En 2007, c’est dans un théâtre de la capitale, celui du Rond-Point, qu’ils présentent la Mastication des morts (texte de Patrick Kermann). Nouvelle réussite, drôle et glaçante, où les morts d’un village français sortent de leur tombe pour se raconter. Et déballer, au micro, leur ennui, leurs secrets et autres mesquineries enfouies.
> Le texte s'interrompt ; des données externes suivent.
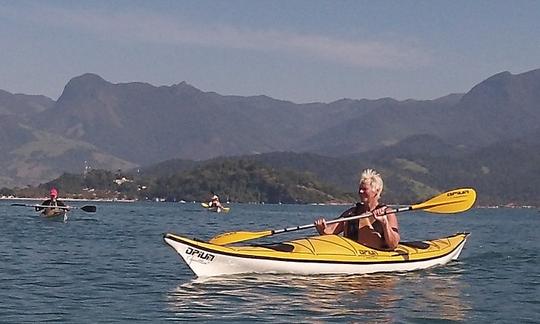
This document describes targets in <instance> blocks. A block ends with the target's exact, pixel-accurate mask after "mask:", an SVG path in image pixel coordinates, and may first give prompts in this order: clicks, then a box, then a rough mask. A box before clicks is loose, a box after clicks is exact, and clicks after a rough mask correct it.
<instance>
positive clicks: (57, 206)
mask: <svg viewBox="0 0 540 324" xmlns="http://www.w3.org/2000/svg"><path fill="white" fill-rule="evenodd" d="M11 206H20V207H34V208H35V207H38V208H58V209H80V210H82V211H85V212H87V213H95V212H96V206H91V205H87V206H82V207H77V206H49V205H32V204H17V203H14V204H11Z"/></svg>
Choralité. Les deux compères ne s’interdisent aucun texte a priori : littérature, essais, théâtre… tout est possible. «On a la chance de pouvoir se passer du dialogue.» Bruno écoute d’abord la musicalité du texte. « Je travaille à l’instinct. Je me mets au piano et j’improvise.» Ensuite, Eva y colle le texte, à voix haute sur la musique. «Et là, on sait tout de suite si ça marche ou pas.» Souvent, cela ne fonctionne pas. Comme sur ce récit d’un reporter de guerre ramené d’Irak. Ou ce projet d’adaptation de Médée de Sénèque. «C’était trop évident, trop beau. Tout allait dans le même sens : la musique et le texte», explique Eva. Il faut que ça joue, que ça frotte.

Pour Dehors peste le chiffre noir, ils s’enthousiasment pour la choralité du texte, écrit par Kathrin Röggla, une auteure contemporaine autrichienne. «On ne s’est pas mis en situation de vouloir parler à tout prix de la crise économique. C’est d’abord l’écriture qui nous inspire.»
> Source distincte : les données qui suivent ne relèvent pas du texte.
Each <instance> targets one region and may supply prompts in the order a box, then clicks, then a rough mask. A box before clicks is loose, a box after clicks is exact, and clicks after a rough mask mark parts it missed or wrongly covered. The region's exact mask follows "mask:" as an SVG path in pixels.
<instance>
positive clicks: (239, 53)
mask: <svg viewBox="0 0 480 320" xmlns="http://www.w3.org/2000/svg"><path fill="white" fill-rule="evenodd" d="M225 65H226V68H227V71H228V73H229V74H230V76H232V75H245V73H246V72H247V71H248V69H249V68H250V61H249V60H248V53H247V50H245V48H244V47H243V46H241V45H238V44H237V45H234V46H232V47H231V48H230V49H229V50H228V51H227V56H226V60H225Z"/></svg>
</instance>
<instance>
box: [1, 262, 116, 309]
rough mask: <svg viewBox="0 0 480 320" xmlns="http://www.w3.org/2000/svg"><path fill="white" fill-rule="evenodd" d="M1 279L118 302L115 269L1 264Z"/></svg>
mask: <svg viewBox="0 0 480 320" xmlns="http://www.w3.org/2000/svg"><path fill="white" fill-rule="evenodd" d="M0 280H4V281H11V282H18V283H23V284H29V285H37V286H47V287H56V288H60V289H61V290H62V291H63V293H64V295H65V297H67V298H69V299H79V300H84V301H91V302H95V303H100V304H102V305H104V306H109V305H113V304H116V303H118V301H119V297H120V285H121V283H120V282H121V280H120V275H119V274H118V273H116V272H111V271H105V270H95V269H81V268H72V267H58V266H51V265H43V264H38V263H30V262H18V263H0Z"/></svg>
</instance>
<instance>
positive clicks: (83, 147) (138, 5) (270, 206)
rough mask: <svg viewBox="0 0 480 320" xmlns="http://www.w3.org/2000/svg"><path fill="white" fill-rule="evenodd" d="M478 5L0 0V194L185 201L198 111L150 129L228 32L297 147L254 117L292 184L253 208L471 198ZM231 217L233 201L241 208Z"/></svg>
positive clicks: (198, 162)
Sur le plateau, musiciens et acteurs répètent ensemble, à l’unisson. On se demande alors si l’acteur, coincé entre texte et musique, a encore un peu d’espace pour respirer. «Très vite, une fois qu’il a mémorisé la musique, l’acteur voit bien toute la liberté que cela peut lui apporter, répond Eva. La grande jouissance est justement de pouvoir détourner tous nos interdits.» Prochaine étape : l’adaptation, en 2011, de l’opéra jazz Quichotte de Jean-Luc Lagarce.